Viertens fallen Meinungsäußerungen von Nicht-Wissenschaftler:innen in akademischen Kontexten und Universitäten nicht unter den Schutz der Wissenschaftsfreiheit. Und natürlich verdient auch nicht jede Stimme und jede Person akademischen Respekt. Für Nicht-Wissenschaftler:innen, also Personen aus Politik, Kunst, Kultur, Medien, aus NGOs und bestimmten Berufsgruppen, die in die Hochschulen eingeladen werden, gibt es daher auch andere und weit mehr Möglichkeiten der Grenzziehung. Das gilt insbesondere für Positionen und Provokationen, die dem akademischen Geist und der freiheitlich-demokratischen Grundordnung nicht gerecht werden. Dabei spielen politische oder ethische Haltungen, wie sie in der aktuellen Debatte in einer antagonistischen Sprache beschworen werden, gerade keine Rolle. Mithin geht es gar nicht um "rechte" und "reaktionäre" (oder "linke" und "marxistische"), sondern um rassistische, sexistische oder andere gruppenfeindliche Äußerungen und Handlungen, die in der Universität ebenso wenig einen Platz haben sollten wie in der liberalen und pluralistischen Gesellschaft im Ganzen.

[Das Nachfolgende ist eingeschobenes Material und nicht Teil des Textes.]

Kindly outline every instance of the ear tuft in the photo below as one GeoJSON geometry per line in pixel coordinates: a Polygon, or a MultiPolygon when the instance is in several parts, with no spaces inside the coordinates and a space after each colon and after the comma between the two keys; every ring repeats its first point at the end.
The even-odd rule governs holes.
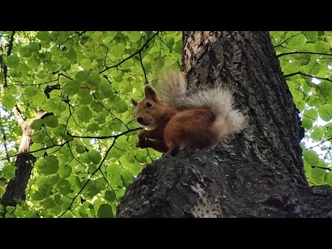
{"type": "Polygon", "coordinates": [[[135,100],[134,99],[133,99],[133,98],[131,99],[131,103],[133,103],[133,104],[135,107],[138,104],[138,102],[136,100],[135,100]]]}
{"type": "Polygon", "coordinates": [[[152,100],[154,100],[154,101],[155,102],[158,101],[157,95],[156,94],[156,92],[154,91],[154,90],[152,89],[152,88],[151,88],[151,86],[146,86],[144,90],[145,91],[146,98],[150,98],[152,100]]]}

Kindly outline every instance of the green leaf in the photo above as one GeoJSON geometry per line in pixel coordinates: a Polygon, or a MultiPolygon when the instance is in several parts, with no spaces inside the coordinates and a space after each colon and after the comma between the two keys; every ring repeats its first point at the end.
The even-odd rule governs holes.
{"type": "Polygon", "coordinates": [[[109,127],[113,131],[119,131],[122,126],[122,123],[119,120],[113,120],[109,122],[109,127]]]}
{"type": "Polygon", "coordinates": [[[123,55],[125,50],[126,48],[124,47],[124,45],[123,45],[122,43],[119,43],[118,44],[118,45],[113,46],[111,48],[111,53],[116,58],[120,58],[121,55],[123,55]]]}
{"type": "Polygon", "coordinates": [[[59,167],[58,174],[62,179],[66,179],[71,176],[72,170],[70,165],[61,165],[59,167]]]}
{"type": "Polygon", "coordinates": [[[19,58],[16,55],[9,55],[5,61],[6,65],[12,68],[19,66],[19,58]]]}
{"type": "Polygon", "coordinates": [[[329,97],[332,93],[332,86],[331,82],[322,82],[320,85],[320,90],[323,97],[329,97]]]}
{"type": "Polygon", "coordinates": [[[123,185],[124,187],[128,187],[128,186],[133,182],[133,176],[130,171],[124,170],[122,173],[121,173],[121,179],[123,181],[123,185]]]}
{"type": "Polygon", "coordinates": [[[71,183],[67,180],[61,179],[57,184],[57,187],[59,189],[59,192],[63,195],[66,195],[71,192],[71,183]]]}
{"type": "Polygon", "coordinates": [[[332,105],[330,104],[325,104],[318,108],[320,118],[324,121],[329,121],[332,118],[332,105]]]}
{"type": "Polygon", "coordinates": [[[57,173],[59,169],[59,160],[55,156],[49,156],[36,163],[39,172],[44,174],[57,173]]]}
{"type": "Polygon", "coordinates": [[[56,205],[53,199],[52,199],[51,198],[47,198],[45,200],[44,200],[42,205],[43,205],[44,208],[46,208],[46,209],[54,208],[56,205]]]}
{"type": "Polygon", "coordinates": [[[48,31],[39,31],[37,34],[36,37],[41,41],[48,40],[50,37],[50,35],[48,31]]]}
{"type": "Polygon", "coordinates": [[[64,93],[69,96],[76,94],[80,90],[80,83],[76,80],[71,80],[62,86],[64,93]]]}
{"type": "Polygon", "coordinates": [[[318,163],[318,155],[315,151],[303,151],[303,156],[311,165],[315,165],[318,163]]]}
{"type": "Polygon", "coordinates": [[[100,160],[102,160],[100,154],[93,149],[89,150],[88,152],[88,156],[91,159],[91,162],[95,165],[98,165],[99,162],[100,162],[100,160]]]}
{"type": "Polygon", "coordinates": [[[310,129],[313,127],[313,120],[309,118],[303,117],[302,118],[302,127],[306,129],[310,129]]]}
{"type": "Polygon", "coordinates": [[[24,94],[27,97],[33,97],[39,92],[39,89],[35,86],[27,86],[24,90],[24,94]]]}
{"type": "Polygon", "coordinates": [[[315,120],[318,117],[317,111],[314,109],[304,111],[304,116],[315,120]]]}
{"type": "Polygon", "coordinates": [[[99,206],[97,215],[99,218],[113,218],[112,208],[109,204],[102,204],[99,206]]]}
{"type": "Polygon", "coordinates": [[[58,121],[57,116],[47,116],[44,118],[44,122],[48,127],[55,128],[57,127],[58,121]]]}
{"type": "Polygon", "coordinates": [[[313,131],[310,135],[310,137],[315,140],[320,140],[322,139],[324,131],[322,127],[313,127],[313,131]]]}
{"type": "Polygon", "coordinates": [[[79,154],[83,154],[86,151],[86,147],[82,144],[78,144],[76,145],[76,152],[79,154]]]}
{"type": "Polygon", "coordinates": [[[80,104],[89,104],[92,101],[92,95],[89,91],[82,90],[78,92],[78,99],[80,104]]]}
{"type": "Polygon", "coordinates": [[[331,170],[325,174],[324,180],[326,184],[332,185],[332,172],[331,170]]]}
{"type": "Polygon", "coordinates": [[[37,158],[43,156],[44,154],[45,154],[45,149],[42,149],[45,148],[45,145],[44,143],[37,143],[37,142],[34,142],[33,145],[30,147],[30,150],[31,151],[37,151],[39,149],[41,149],[40,151],[38,151],[37,152],[33,152],[31,153],[33,156],[35,156],[37,158]]]}
{"type": "Polygon", "coordinates": [[[321,185],[324,183],[324,169],[320,169],[319,167],[314,167],[311,170],[311,177],[315,180],[317,185],[321,185]]]}
{"type": "Polygon", "coordinates": [[[76,62],[77,58],[76,52],[75,52],[75,50],[73,49],[71,49],[68,52],[64,53],[64,57],[68,59],[71,63],[74,63],[75,62],[76,62]]]}
{"type": "Polygon", "coordinates": [[[10,91],[8,89],[5,89],[4,94],[1,100],[1,104],[3,107],[7,110],[11,111],[15,106],[16,102],[17,100],[12,95],[12,93],[10,92],[10,91]]]}
{"type": "Polygon", "coordinates": [[[2,176],[10,180],[15,176],[15,167],[10,163],[6,163],[2,169],[2,176]]]}
{"type": "Polygon", "coordinates": [[[34,201],[42,201],[50,196],[50,190],[48,189],[39,189],[33,194],[33,198],[34,201]]]}
{"type": "Polygon", "coordinates": [[[87,130],[91,132],[97,131],[99,130],[99,125],[96,123],[91,123],[88,125],[87,130]]]}
{"type": "MultiPolygon", "coordinates": [[[[42,125],[44,124],[44,120],[42,119],[37,119],[34,120],[31,124],[30,125],[30,127],[34,130],[37,130],[42,128],[42,125]]],[[[35,142],[35,141],[34,141],[35,142]]]]}
{"type": "Polygon", "coordinates": [[[54,100],[46,99],[45,102],[42,104],[42,109],[47,112],[53,112],[57,109],[57,105],[54,100]]]}
{"type": "Polygon", "coordinates": [[[89,71],[82,71],[76,73],[76,75],[75,75],[75,77],[78,81],[84,81],[87,80],[89,75],[90,75],[90,73],[89,71]]]}
{"type": "Polygon", "coordinates": [[[128,110],[128,106],[124,101],[120,100],[118,101],[113,109],[118,113],[122,113],[128,110]]]}
{"type": "Polygon", "coordinates": [[[116,200],[116,193],[113,190],[106,190],[104,194],[104,198],[110,202],[113,202],[116,200]]]}
{"type": "Polygon", "coordinates": [[[304,35],[307,42],[315,42],[318,37],[318,31],[305,31],[304,35]]]}
{"type": "Polygon", "coordinates": [[[82,122],[89,122],[92,118],[92,111],[85,105],[78,107],[75,112],[77,118],[82,122]]]}
{"type": "Polygon", "coordinates": [[[136,42],[142,37],[142,33],[140,31],[129,31],[127,33],[130,41],[132,42],[136,42]]]}
{"type": "MultiPolygon", "coordinates": [[[[42,106],[42,104],[46,100],[46,95],[44,93],[38,92],[33,98],[33,101],[38,107],[42,106]]],[[[45,110],[44,110],[45,111],[45,110]]]]}
{"type": "Polygon", "coordinates": [[[46,136],[45,131],[35,131],[31,137],[31,140],[33,142],[43,142],[46,136]]]}

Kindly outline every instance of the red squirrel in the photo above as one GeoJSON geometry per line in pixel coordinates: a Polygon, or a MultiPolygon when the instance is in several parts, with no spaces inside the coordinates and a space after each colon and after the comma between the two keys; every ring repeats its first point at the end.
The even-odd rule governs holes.
{"type": "Polygon", "coordinates": [[[187,91],[181,72],[169,71],[157,86],[146,86],[145,98],[135,105],[133,116],[142,129],[136,147],[151,147],[166,155],[185,148],[214,149],[228,135],[244,128],[246,118],[222,86],[187,91]]]}

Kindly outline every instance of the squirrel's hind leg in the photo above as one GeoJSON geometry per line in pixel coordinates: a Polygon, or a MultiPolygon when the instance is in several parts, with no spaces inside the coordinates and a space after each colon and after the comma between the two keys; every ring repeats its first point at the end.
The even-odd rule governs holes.
{"type": "Polygon", "coordinates": [[[179,150],[177,147],[177,145],[175,144],[175,142],[172,142],[170,146],[169,146],[169,149],[167,152],[165,154],[165,156],[174,156],[176,154],[178,153],[179,150]]]}

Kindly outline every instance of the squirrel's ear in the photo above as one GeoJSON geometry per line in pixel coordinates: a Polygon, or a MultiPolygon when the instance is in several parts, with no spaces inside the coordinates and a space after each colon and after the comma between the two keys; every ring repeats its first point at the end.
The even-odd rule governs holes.
{"type": "Polygon", "coordinates": [[[136,107],[137,105],[137,104],[138,104],[138,102],[135,100],[134,99],[131,99],[131,103],[133,103],[133,104],[136,107]]]}
{"type": "Polygon", "coordinates": [[[157,95],[156,94],[156,92],[154,91],[154,89],[152,89],[150,86],[146,86],[145,88],[144,89],[145,91],[145,97],[147,98],[151,98],[154,101],[157,102],[158,101],[158,98],[157,95]]]}

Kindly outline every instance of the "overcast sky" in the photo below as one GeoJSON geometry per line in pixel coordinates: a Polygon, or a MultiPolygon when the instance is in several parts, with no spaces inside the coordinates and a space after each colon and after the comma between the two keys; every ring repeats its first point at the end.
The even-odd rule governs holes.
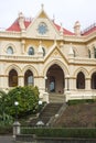
{"type": "Polygon", "coordinates": [[[9,28],[19,12],[34,18],[42,3],[49,18],[54,15],[67,30],[73,31],[75,21],[81,22],[82,30],[96,22],[96,0],[0,0],[0,28],[9,28]]]}

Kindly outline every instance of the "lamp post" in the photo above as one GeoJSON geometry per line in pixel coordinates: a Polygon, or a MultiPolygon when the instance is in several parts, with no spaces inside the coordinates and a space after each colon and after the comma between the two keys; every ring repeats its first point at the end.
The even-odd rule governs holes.
{"type": "Polygon", "coordinates": [[[67,90],[70,90],[70,75],[66,75],[67,78],[67,90]]]}
{"type": "Polygon", "coordinates": [[[42,121],[42,119],[41,119],[41,114],[40,114],[41,108],[42,108],[42,101],[39,100],[39,109],[40,109],[40,111],[39,111],[39,121],[38,121],[38,123],[36,123],[38,127],[43,127],[43,125],[44,125],[44,123],[43,123],[43,121],[42,121]]]}
{"type": "Polygon", "coordinates": [[[19,106],[19,102],[14,101],[14,106],[15,106],[15,121],[18,121],[18,106],[19,106]]]}
{"type": "Polygon", "coordinates": [[[14,101],[14,106],[15,106],[15,121],[13,123],[13,138],[15,138],[17,134],[20,134],[20,123],[18,121],[18,106],[19,106],[19,102],[14,101]]]}

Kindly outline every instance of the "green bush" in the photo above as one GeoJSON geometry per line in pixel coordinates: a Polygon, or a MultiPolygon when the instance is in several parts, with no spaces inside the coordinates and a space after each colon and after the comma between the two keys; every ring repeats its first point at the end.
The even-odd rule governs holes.
{"type": "Polygon", "coordinates": [[[12,134],[12,125],[0,125],[0,134],[12,134]]]}
{"type": "Polygon", "coordinates": [[[35,112],[39,106],[39,89],[38,87],[15,87],[11,89],[6,97],[6,112],[12,117],[15,116],[15,108],[18,117],[21,114],[28,114],[29,112],[35,112]],[[14,106],[14,101],[19,102],[19,106],[14,106]]]}
{"type": "Polygon", "coordinates": [[[53,129],[53,128],[22,128],[22,134],[35,134],[43,138],[87,138],[96,139],[96,129],[53,129]]]}
{"type": "Polygon", "coordinates": [[[72,105],[78,105],[78,103],[92,103],[92,102],[96,102],[95,99],[78,99],[78,100],[68,100],[67,105],[72,106],[72,105]]]}

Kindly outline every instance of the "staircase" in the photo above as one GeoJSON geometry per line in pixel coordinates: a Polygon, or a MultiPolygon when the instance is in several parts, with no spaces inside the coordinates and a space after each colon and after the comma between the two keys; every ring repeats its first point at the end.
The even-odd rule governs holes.
{"type": "Polygon", "coordinates": [[[32,119],[29,124],[35,127],[39,121],[42,121],[44,125],[47,125],[51,118],[57,114],[62,106],[63,103],[60,102],[47,103],[40,113],[39,118],[32,119]]]}

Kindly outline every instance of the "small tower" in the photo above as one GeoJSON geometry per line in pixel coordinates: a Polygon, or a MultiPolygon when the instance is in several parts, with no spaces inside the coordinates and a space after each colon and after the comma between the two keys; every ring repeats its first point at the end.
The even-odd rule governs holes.
{"type": "Polygon", "coordinates": [[[21,31],[25,30],[24,16],[22,12],[19,13],[19,25],[20,25],[21,31]]]}
{"type": "Polygon", "coordinates": [[[76,21],[76,22],[75,22],[74,33],[75,33],[75,35],[77,35],[77,36],[81,35],[81,24],[79,24],[79,21],[76,21]]]}

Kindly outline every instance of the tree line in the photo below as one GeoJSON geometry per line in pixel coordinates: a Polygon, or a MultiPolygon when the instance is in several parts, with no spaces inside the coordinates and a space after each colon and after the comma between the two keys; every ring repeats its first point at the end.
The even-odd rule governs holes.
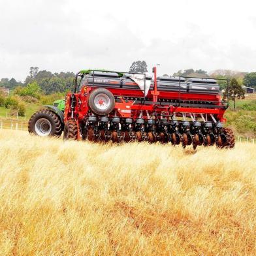
{"type": "MultiPolygon", "coordinates": [[[[131,72],[147,72],[148,65],[145,61],[133,61],[129,68],[131,72]]],[[[219,79],[235,78],[238,85],[256,88],[256,72],[249,73],[236,72],[230,70],[219,69],[212,73],[202,69],[188,69],[184,71],[180,70],[172,74],[164,74],[164,76],[180,76],[190,77],[212,77],[217,80],[221,89],[226,88],[227,83],[225,80],[219,79]]],[[[65,93],[72,89],[72,82],[74,74],[72,72],[60,72],[52,73],[46,70],[40,71],[37,67],[31,67],[29,74],[24,82],[18,82],[14,78],[11,79],[2,78],[0,80],[0,87],[5,87],[10,90],[19,88],[22,88],[33,82],[34,86],[37,84],[41,93],[46,95],[54,93],[65,93]]]]}

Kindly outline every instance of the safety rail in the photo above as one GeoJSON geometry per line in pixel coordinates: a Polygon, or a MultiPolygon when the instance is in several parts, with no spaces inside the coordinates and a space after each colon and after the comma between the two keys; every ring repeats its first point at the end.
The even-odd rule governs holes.
{"type": "MultiPolygon", "coordinates": [[[[195,76],[179,76],[179,104],[180,104],[179,106],[180,106],[180,103],[181,103],[181,91],[180,91],[180,89],[181,89],[181,80],[180,80],[180,78],[183,78],[213,79],[213,80],[215,80],[216,81],[217,81],[217,80],[224,80],[224,81],[226,81],[226,83],[227,83],[227,91],[228,92],[229,91],[229,81],[231,80],[230,79],[214,78],[211,78],[211,77],[199,77],[199,76],[195,77],[195,76]]],[[[219,90],[219,91],[221,91],[219,90]]],[[[188,91],[187,91],[185,93],[186,94],[195,94],[195,93],[190,93],[190,92],[188,92],[188,91]]],[[[207,95],[208,93],[207,93],[207,92],[202,92],[202,92],[197,92],[197,94],[207,95]]],[[[216,94],[216,95],[224,96],[224,94],[223,93],[217,93],[217,94],[216,94]]],[[[225,104],[227,104],[227,105],[225,106],[225,108],[228,108],[228,107],[229,106],[229,97],[230,97],[230,94],[229,93],[227,94],[227,103],[225,102],[225,101],[221,101],[221,103],[223,104],[222,106],[225,106],[225,104]]],[[[182,99],[182,101],[190,101],[191,100],[190,99],[189,100],[182,99]]],[[[212,101],[213,103],[219,103],[219,101],[212,101]]]]}
{"type": "MultiPolygon", "coordinates": [[[[146,102],[146,74],[145,73],[131,72],[124,72],[124,71],[103,71],[103,70],[101,70],[101,69],[90,69],[90,72],[93,72],[93,74],[92,74],[92,77],[93,77],[92,88],[93,89],[94,89],[94,87],[95,87],[95,72],[115,72],[115,73],[117,73],[118,74],[121,74],[123,75],[124,74],[143,74],[144,75],[144,98],[143,98],[143,101],[141,103],[142,104],[148,103],[146,102]]],[[[80,80],[79,82],[79,85],[78,85],[78,86],[80,87],[80,83],[82,82],[82,80],[84,77],[84,74],[81,73],[81,72],[78,72],[76,74],[75,78],[74,78],[74,93],[76,92],[76,89],[78,88],[78,76],[80,76],[80,80]]],[[[121,78],[121,76],[119,76],[120,78],[121,78]]],[[[206,101],[206,102],[210,101],[211,103],[213,103],[213,107],[214,106],[216,108],[219,108],[219,107],[223,108],[224,107],[226,109],[229,107],[229,98],[230,98],[230,96],[231,96],[229,93],[227,93],[226,95],[227,99],[227,101],[221,101],[221,102],[219,102],[219,101],[200,101],[200,100],[197,101],[197,100],[184,99],[182,99],[182,95],[183,93],[187,94],[187,95],[197,94],[197,95],[209,95],[209,93],[208,93],[207,91],[205,91],[205,92],[204,92],[204,91],[197,92],[196,93],[191,93],[191,92],[189,92],[189,91],[182,93],[182,91],[181,91],[181,88],[182,88],[181,87],[181,82],[182,82],[181,81],[181,78],[184,78],[214,79],[214,80],[216,80],[217,81],[217,80],[225,80],[225,81],[226,81],[226,83],[227,83],[227,91],[229,91],[229,82],[231,80],[230,79],[214,78],[206,78],[206,77],[199,77],[199,76],[193,77],[193,76],[179,76],[178,78],[179,78],[179,80],[178,80],[178,85],[179,85],[178,93],[179,94],[178,94],[178,106],[184,106],[184,105],[186,105],[186,104],[191,105],[191,103],[189,103],[191,101],[198,101],[199,103],[201,102],[201,101],[206,101]],[[220,105],[220,106],[218,106],[217,104],[219,103],[221,104],[221,105],[220,105]]],[[[185,81],[184,82],[184,83],[187,83],[187,81],[185,81]]],[[[113,86],[108,86],[108,88],[110,88],[110,89],[116,89],[116,87],[113,87],[113,86]]],[[[129,90],[129,89],[128,88],[121,88],[121,89],[123,89],[123,90],[129,90]]],[[[140,89],[133,89],[133,90],[134,90],[134,91],[141,91],[140,89]]],[[[216,93],[216,95],[223,96],[224,94],[219,93],[216,93]]],[[[125,96],[124,96],[124,97],[125,97],[125,96]]],[[[177,104],[176,104],[177,103],[176,102],[174,102],[174,103],[175,103],[175,105],[177,106],[177,104]]],[[[150,102],[150,104],[155,104],[155,103],[150,102]]],[[[163,102],[161,102],[161,101],[157,101],[157,104],[166,104],[166,103],[165,103],[163,102]]],[[[206,105],[206,106],[209,106],[208,104],[205,104],[205,105],[206,105]]],[[[200,106],[202,106],[202,104],[200,104],[200,106]]],[[[195,105],[194,106],[197,106],[195,105]]]]}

Und schließlich fünftens: Die Frage nach den Grundlagen, Herausforderungen und möglichen Grenzen der Wissenschaftsfreiheit weist über die Academia hinaus, nicht zuletzt, weil sich hier im Kleinen gesamtgesellschaftliche Diskurse und Dissense wiederholen und zuspitzen. Das ist einerseits zu begrüßen, denn die herausragende Bedeutung der Wissenschaften und kritischen Hochschulen in der und für die Demokratie wird dadurch offenkundig. Andererseits droht eine zunehmende Moralisierung und Politisierung der Wissenschaftsfreiheit. Daher glaube ich, dass sich die Wissenschaftsgemeinschaft selbst gründlicher über die Gelingensbedingungen guter Wissenschaft – und das heißt auch: der Wissenschaftsfreiheit – verständigen muss.